Ajudante de pedreiro teria passado por três sessões de espancamento antes de ser forjado com drogas na delegacia. Polícia diz que rapaz fugiu de abordagem e carregava maconha na cueca
O ajudante de pedreiro Carlos Eduardo Narcizo, de 20 anos, foi preso na última quinta-feira (16/9), sob acusação de tráfico de drogas, no município de Barretos, a cerca de 430 km de São Paulo. O jovem havia ido negociar um carro que pretendia comprar, quando foi abordado, juntamente com outros dois amigos, no veículo de um deles.
Segundo um familiar, que prefere o anonimato por medo de represália, um dos policiais que prendeu Carlos tem histórico conhecido de perseguição ao jovem há alguns anos, e afirma que a prisão da última quinta-feira foi forjada e após muita violência.
Leia também: Instrutor de surfe é atingido na cabeça por tiro de metralhadora dado pela polícia, diz família
De acordo com informações da advogada Raíssa Zago Leite, da Rede de Proteção e Resistência contra o Genocídio, Carlos foi abordado e entrou na viatura da Polícia Militar por volta das 16h. Como os familiares sabem do histórico de perseguição, acompanharam o carro policial que levaria o jovem para a delegacia.
Enquanto a mãe acompanhava a viatura de motocicleta, os policiais pararam em uma casa abandonada, levaram o jovem para dentro e, segundo familiares, iniciaram uma sessão de tortura afim de que o jovem assumisse algum crime que não cometeu. As agressões só teriam acabado quando a mãe apareceu no local, surpreendendo os PMs, que não sabiam que estavam sendo acompanhados.
Saindo dessa casa abandonada, os policiais teriam voltado a circular com o jovem e o conduzido para outra casa vazia em um bairro vizinho. No local, o mesmo procedimento: nova sessão de tortura e a intervenção da mãe, que havia continuado seguindo os policiais militares com o filho.
Após esse segundo período de agressões, Carlos foi novamente colocado na viatura e a mãe acabou perdendo a localização. No entanto, entrou em contato com a Rede de Proteção e Resistência contra o Genocídio e acionou a Corregedoria da Polícia Militar. Depois disso, foi informada que os PMs haviam atravessado a cidade para levar o jovem em um canavial.
Temendo que o rapaz pudesse ser morto, a mãe foi ao local indicado, acompanhada por outros familiares. Chegando no canavial, umpa tia de Carlos, que tentou filmar a ação, também foi agredida e teve o celular confiscado, conforme relatam.
Somente depois dessa terceira sessão de tortura que o jovem foi conduzido para a Delegacia Seccional de Barretos. Até esse momento, a família havia sido informada que o jovem seria liberado, pois não tinham encontrado nada de ilícito com ele.
Os familiares foram para delegacia acreditando que jovem seria solto rapidamente, por ele já ter passado por procedimento semelhantes.
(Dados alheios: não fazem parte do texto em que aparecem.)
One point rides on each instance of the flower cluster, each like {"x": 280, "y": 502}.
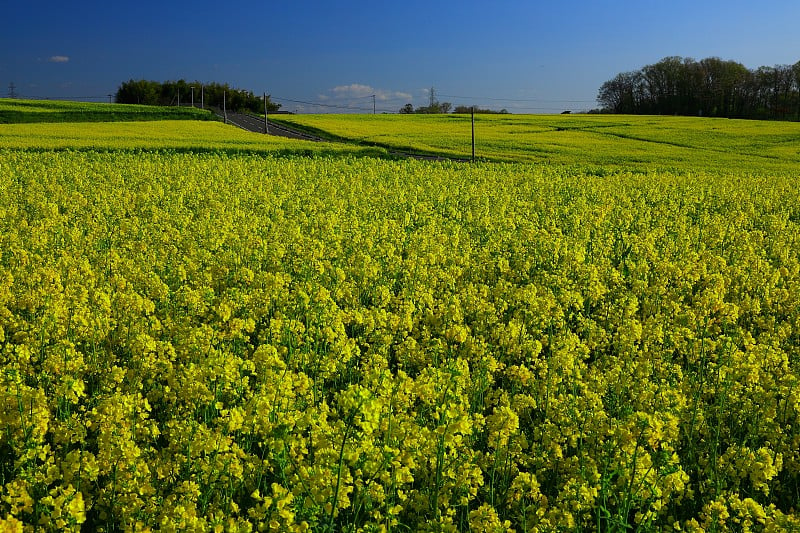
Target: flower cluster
{"x": 245, "y": 343}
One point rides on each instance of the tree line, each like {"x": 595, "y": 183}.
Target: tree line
{"x": 180, "y": 93}
{"x": 710, "y": 87}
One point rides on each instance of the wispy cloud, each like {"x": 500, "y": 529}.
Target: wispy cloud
{"x": 359, "y": 90}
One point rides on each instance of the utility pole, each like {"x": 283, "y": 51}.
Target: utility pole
{"x": 266, "y": 122}
{"x": 473, "y": 133}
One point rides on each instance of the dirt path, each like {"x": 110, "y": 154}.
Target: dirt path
{"x": 256, "y": 125}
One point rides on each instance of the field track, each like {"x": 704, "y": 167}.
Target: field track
{"x": 256, "y": 125}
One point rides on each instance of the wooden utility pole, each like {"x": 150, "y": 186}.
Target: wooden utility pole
{"x": 473, "y": 133}
{"x": 266, "y": 122}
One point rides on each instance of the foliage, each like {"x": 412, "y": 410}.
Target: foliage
{"x": 629, "y": 142}
{"x": 163, "y": 135}
{"x": 710, "y": 87}
{"x": 28, "y": 111}
{"x": 240, "y": 342}
{"x": 174, "y": 92}
{"x": 465, "y": 109}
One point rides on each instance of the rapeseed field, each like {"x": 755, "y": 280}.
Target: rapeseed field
{"x": 220, "y": 341}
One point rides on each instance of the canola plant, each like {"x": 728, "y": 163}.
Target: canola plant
{"x": 210, "y": 342}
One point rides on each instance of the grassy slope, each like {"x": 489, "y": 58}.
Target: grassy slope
{"x": 643, "y": 142}
{"x": 160, "y": 135}
{"x": 26, "y": 111}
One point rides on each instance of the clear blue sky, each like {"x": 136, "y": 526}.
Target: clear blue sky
{"x": 531, "y": 56}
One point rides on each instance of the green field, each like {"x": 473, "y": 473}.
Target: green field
{"x": 204, "y": 329}
{"x": 181, "y": 135}
{"x": 24, "y": 111}
{"x": 640, "y": 142}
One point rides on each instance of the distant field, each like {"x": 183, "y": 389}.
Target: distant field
{"x": 207, "y": 329}
{"x": 638, "y": 142}
{"x": 160, "y": 135}
{"x": 25, "y": 111}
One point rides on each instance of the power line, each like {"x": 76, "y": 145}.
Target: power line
{"x": 543, "y": 100}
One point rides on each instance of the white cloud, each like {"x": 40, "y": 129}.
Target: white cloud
{"x": 354, "y": 90}
{"x": 359, "y": 90}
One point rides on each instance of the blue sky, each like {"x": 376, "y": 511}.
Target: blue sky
{"x": 535, "y": 57}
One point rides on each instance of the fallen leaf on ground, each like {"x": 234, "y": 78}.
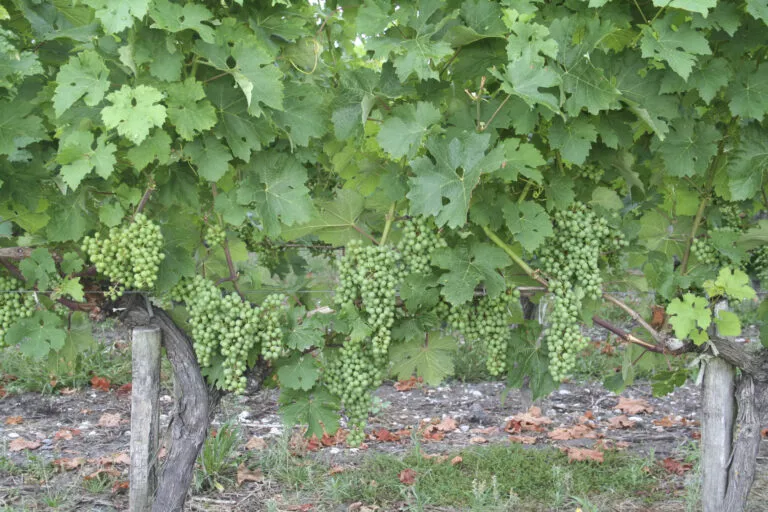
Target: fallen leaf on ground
{"x": 676, "y": 466}
{"x": 20, "y": 443}
{"x": 69, "y": 464}
{"x": 407, "y": 476}
{"x": 582, "y": 454}
{"x": 103, "y": 471}
{"x": 110, "y": 420}
{"x": 256, "y": 443}
{"x": 522, "y": 439}
{"x": 100, "y": 383}
{"x": 408, "y": 384}
{"x": 125, "y": 390}
{"x": 66, "y": 434}
{"x": 246, "y": 475}
{"x": 574, "y": 432}
{"x": 634, "y": 405}
{"x": 620, "y": 422}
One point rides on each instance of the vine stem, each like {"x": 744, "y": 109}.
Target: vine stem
{"x": 388, "y": 224}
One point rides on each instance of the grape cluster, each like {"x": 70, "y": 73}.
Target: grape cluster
{"x": 590, "y": 172}
{"x": 571, "y": 259}
{"x": 369, "y": 276}
{"x": 214, "y": 235}
{"x": 486, "y": 320}
{"x": 420, "y": 239}
{"x": 129, "y": 256}
{"x": 224, "y": 325}
{"x": 13, "y": 306}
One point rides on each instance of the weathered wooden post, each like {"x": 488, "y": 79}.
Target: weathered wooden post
{"x": 145, "y": 416}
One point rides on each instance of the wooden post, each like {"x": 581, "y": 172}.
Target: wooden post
{"x": 145, "y": 417}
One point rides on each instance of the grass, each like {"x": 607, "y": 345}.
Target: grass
{"x": 504, "y": 477}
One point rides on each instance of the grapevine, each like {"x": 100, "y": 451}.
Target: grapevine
{"x": 130, "y": 255}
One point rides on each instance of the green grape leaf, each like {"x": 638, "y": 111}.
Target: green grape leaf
{"x": 748, "y": 92}
{"x": 453, "y": 175}
{"x": 210, "y": 156}
{"x": 188, "y": 109}
{"x": 728, "y": 323}
{"x": 527, "y": 358}
{"x": 70, "y": 286}
{"x": 689, "y": 148}
{"x": 733, "y": 283}
{"x": 401, "y": 134}
{"x": 134, "y": 111}
{"x": 749, "y": 163}
{"x": 467, "y": 267}
{"x": 175, "y": 18}
{"x": 317, "y": 409}
{"x": 676, "y": 45}
{"x": 574, "y": 139}
{"x": 334, "y": 221}
{"x": 300, "y": 371}
{"x": 690, "y": 317}
{"x": 275, "y": 186}
{"x": 525, "y": 77}
{"x": 529, "y": 223}
{"x": 37, "y": 335}
{"x": 84, "y": 76}
{"x": 118, "y": 15}
{"x": 432, "y": 360}
{"x": 155, "y": 147}
{"x": 38, "y": 268}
Conforme a família, o rapaz começou a ser perseguido depois de ter sido preso por tráfico de drogas, e sofre violência policial mesmo não cometendo mais crimes.
Na delegacia, segundo o familiar do jovem, a todo momento os PMs cobravam por uma arma para liberar o rapaz. “Isso de pedir arma não é o primeiro caso, está virando uma prática: abordarem qualquer pessoa e querer uma arma para liberar”, diz.
Ainda segundo a família, como os PMs não conseguiram a arma que exigiram, momentos depois outra viatura chegou na delegacia, levando drogas que foram atribuídas ao jovem. No registro feito na Polícia Civil, a PM diz que Carlos estava com 59 porções de maconha dentro da cueca e R$ 1.010 no bolso na bermuda, e afirma que dentro do carro que o jovem estava meio tijolo de maconha.
Veja também: Justiça nega indenização a fotógrafo agredido por seguranças do Metrô de SP
Na versão policial, embora os jovens estivessem em um carro dentro da lei, eles seriam abordados por serem “pessoas já conhecidas dos policiais pela prática de tráfico de drogas”. Os três, então, teriam fugido da viatura no carro e, em determinado momento, parado para correr a pé dos policiais.
Os jovens, segundo a versão da PM, teriam pulado muros de casas da região e fugido por telhados, e apenas Carlos foi capturado. A polícia também diz que os machucados registrados pela família em fotos foram consequência da suposta tentativa de fuga do rapaz.
A Ponte questionou a Secretaria de Segurança Pública do Estado de São Paulo sobre a ação. No entanto, não houve retorno até a publicação desta reportagem.